When it comes to catering for large numbers, you need dishes that are real crowd-pleasers
Strawberry and orange cheesecake. Photograph: Dara Mac Dónaill
There’s an adage that says you can’t please all of the people all of the time. But sometimes, as a cook, you have to at least try.
Putting aside for a moment the issue of providing for the occasional guest who suffers from food allergies, when it comes to catering for large numbers, you need dishes that are real crowd-pleasers. That doesn’t mean going for the lowest common denominator options, but it can mean going for new twists on old favourites and for simple, fresh, quality ingredients prepared with a little love and imagination.
Of all the culinary traditions that seem to appeal to a wide audience, Mediterranean food leads the way.
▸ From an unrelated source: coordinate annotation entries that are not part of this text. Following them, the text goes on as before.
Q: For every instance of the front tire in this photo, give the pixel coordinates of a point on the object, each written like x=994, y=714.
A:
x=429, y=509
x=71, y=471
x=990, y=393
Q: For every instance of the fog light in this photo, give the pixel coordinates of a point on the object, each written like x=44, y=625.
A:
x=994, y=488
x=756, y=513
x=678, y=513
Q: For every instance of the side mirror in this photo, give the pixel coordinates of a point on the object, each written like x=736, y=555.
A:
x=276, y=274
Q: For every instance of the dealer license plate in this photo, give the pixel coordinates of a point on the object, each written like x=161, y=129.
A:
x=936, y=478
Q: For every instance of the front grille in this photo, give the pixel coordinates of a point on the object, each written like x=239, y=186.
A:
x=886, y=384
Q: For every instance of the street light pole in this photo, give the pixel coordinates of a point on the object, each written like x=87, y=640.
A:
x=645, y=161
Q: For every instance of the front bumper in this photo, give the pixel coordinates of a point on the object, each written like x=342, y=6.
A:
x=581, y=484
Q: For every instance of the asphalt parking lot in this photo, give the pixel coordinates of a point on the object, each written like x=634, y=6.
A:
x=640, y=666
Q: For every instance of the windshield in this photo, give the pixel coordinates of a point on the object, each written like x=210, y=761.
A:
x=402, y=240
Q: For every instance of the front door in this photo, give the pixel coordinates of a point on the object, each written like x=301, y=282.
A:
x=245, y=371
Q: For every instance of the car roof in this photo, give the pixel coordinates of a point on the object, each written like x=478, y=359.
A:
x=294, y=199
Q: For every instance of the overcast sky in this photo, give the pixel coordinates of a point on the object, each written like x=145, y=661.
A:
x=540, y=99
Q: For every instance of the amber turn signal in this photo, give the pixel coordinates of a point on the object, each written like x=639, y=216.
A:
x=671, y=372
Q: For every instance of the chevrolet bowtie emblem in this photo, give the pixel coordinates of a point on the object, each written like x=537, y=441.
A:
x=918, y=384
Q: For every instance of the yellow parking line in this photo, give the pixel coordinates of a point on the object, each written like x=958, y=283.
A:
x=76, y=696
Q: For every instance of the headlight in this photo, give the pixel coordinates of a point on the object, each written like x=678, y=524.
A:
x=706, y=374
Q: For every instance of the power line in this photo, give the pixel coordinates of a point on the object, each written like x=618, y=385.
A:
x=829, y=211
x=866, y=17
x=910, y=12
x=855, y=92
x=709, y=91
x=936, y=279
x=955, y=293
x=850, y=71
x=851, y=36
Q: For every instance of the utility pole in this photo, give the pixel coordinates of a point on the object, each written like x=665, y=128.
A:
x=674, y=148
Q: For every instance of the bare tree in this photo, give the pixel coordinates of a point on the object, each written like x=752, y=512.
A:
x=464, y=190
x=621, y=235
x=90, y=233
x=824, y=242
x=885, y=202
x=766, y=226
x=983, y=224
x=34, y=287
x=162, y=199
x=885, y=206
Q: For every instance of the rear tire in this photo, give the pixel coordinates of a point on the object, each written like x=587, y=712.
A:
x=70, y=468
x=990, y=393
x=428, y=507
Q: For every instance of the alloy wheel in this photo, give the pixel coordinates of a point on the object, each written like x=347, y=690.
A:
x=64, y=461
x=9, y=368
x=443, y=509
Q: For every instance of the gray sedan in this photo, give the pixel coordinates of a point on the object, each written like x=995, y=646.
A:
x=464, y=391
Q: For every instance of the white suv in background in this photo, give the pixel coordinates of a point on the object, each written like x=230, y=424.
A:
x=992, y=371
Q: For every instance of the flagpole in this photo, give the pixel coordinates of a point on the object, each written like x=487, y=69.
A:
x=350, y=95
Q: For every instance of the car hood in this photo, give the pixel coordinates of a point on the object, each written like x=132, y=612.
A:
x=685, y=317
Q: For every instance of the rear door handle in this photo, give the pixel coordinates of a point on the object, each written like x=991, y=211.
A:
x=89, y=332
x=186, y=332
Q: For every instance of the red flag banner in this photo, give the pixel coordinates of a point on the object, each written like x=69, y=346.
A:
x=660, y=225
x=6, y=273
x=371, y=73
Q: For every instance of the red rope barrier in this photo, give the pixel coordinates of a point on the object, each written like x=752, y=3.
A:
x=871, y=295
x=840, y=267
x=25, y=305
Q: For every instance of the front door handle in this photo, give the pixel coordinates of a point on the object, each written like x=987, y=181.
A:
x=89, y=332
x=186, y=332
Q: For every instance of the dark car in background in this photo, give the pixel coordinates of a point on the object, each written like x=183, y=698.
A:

Maybe it’s all the sunshine that goes into growing those amazing vegetables, but Mediterranean food is full of flavour, texture and colour – all of which are winning qualities when it comes to feeding the masses.
Pissaladière is a delicious Mediterranean onion tart made a bit like a pizza, and it’s a toss-up between northern Italy and the neighbouring areas of southern France as to who does the best version.
Either way, traditionally it consists of a light, crusty base topped with piles of sliced onions reduced to sweet, caramelised softness, as well as olives, anchovies and garlic.
The version of pissaladière I’ve included here is a bit of a cheat because it’s made from puff pastry rather than by making a dough-base. But this is Ireland, not the Mediterranean, and if you’re going to cook for a crowd, I’m guessing ready-made puff pastry would rank higher on your list than home-made dough.
And importantly, it’s still delicious. Best of all, like the real thing, it’s lovely hot or cold. And the Italians would approve because this version includes a smidgeon of cheese.
My second recipe is for a strawberry and orange cheesecake. Yes, most people love strawberries, especially Irish ones in season, and, yes, cheesecake is a perennial favourite. But I have to admit my motivations for baking this one are entirely unrelated to these facts.
What actually happened is that I felt an urge to recreate the wonderful baked cheesecakes that were such a feature of my late teenage years in the US.
Call it nostalgia, call it what you like, but the result was well worth the effort – a light, citrus-infused cheesecake topped with strawberries macerated in honey, black pepper and a splash of balsamic. Nostalgia rocks and, by the way, I can’t speak for yours, but my “crowd” were very happy.